Plutôt que de poursuivre en élaborant autour de ces buts et idéaux à mi-chemin entre technologie et réalité, revenons quelque peu en amont de notre propos : la plasticité du corps est « presque » infinie et on peut en extraire « à peu près » n’importe quelle forme. Les limites suggérées ici ne reposent pas sur les restrictions du corps ou de l’imaginaire, mais plutôt sur celles de nos moyens techniques : la « science » permet beaucoup, mais tout n’est pas encore possible. Cependant, rien ne nous permet de croire que la science plafonnera un jour; nombreux croient même que, tôt ou tard, nous pourrons faire l’économie des précautions suggérant l’existence de limites au façonnement « concret » de l’identité. C’est le cas de le dire, le rêve deviendra bientôt réalité. 

Il s’agit sans doute là de l’axe central de cet argumentaire : dans notre monde contemporain, la fantaisie est moins vécue dans sa relation avec le désir qui la sous-tend qu’avec l’intention concrète de la traduire en actes. En effet, la fantaisie qui demeure fantaisie n’a pas la cote; son actualisation est de mise. Or, quels sont les enjeux d’un tel rapport à l’imaginaire, compris dès lors comme synonyme d’intention? Peut-il encore être un lieu de gestation ou est-il plutôt nécessairement une antichambre de l’action? En d’autres mots, est-ce qu’un espace de jeu et d’élaboration identitaire a toujours sa place? 

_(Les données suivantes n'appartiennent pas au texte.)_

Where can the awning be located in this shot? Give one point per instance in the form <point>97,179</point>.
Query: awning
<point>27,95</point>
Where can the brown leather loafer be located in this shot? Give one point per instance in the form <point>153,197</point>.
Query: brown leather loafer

D’ailleurs, qu’en est-il du jeu initié par l’enfant avec le parent, notamment autour de son identité de genre, problématique au coeur des débats actuels? Peut-il lui permettre de dénouer certaines impasses ou est-il plutôt compris dans son sens le plus manifeste et littéral, nonobstant les limitations de l’enfant à appréhender une réalité aussi complexe que celle du genre? Le cas échéant, pour quelle(s) raison(s)? Est-ce dû au propre vacillement identitaire du parent, lui-même dépourvu de repères externes et de principes directeurs pour s’y retrouver et accompagner son enfant? Sur quels modèles l’enfant peut-il alors prendre appui? Ces questions, aussi polémiques soient-elles, méritent d’être posées. 

Sans dénier à qui que ce soit le droit de disposer de son corps, de son sexe biologique, de son genre selon sa volonté, ne devrions-nous pas nous pencher sur les liens manquants entre la pensée psychanalytique et ces nouvelles formes d’actions sur le corps qui se veulent action sur l’identité comme « constat », au risque d’omettre la complexité de sa construction? La parole est à vous, cliniciennes et cliniciens de tous milieux, oeuvrant auprès d’enfants comme d’adultes, spécialistes ou non des questions touchant à l’identité, dont celle du genre. Car tous faites partie de ce monde aux innombrables possibles. En ce début de 21siècle, diriez-vous que le processus identitaire est souvent plus près d’un soliloque réifiant que d’un dialogue instauré autour du jeu et de la fantaisie? Dans un contexte où la volonté individuelle semble péremptoire, est-ce que les seules limites effectives de l’identité sont celles de la science technologique ou est-ce que d’autres balises, tel l’imaginaire, les fantasmes et les désirs inconscients ont encore un rôle à jouer?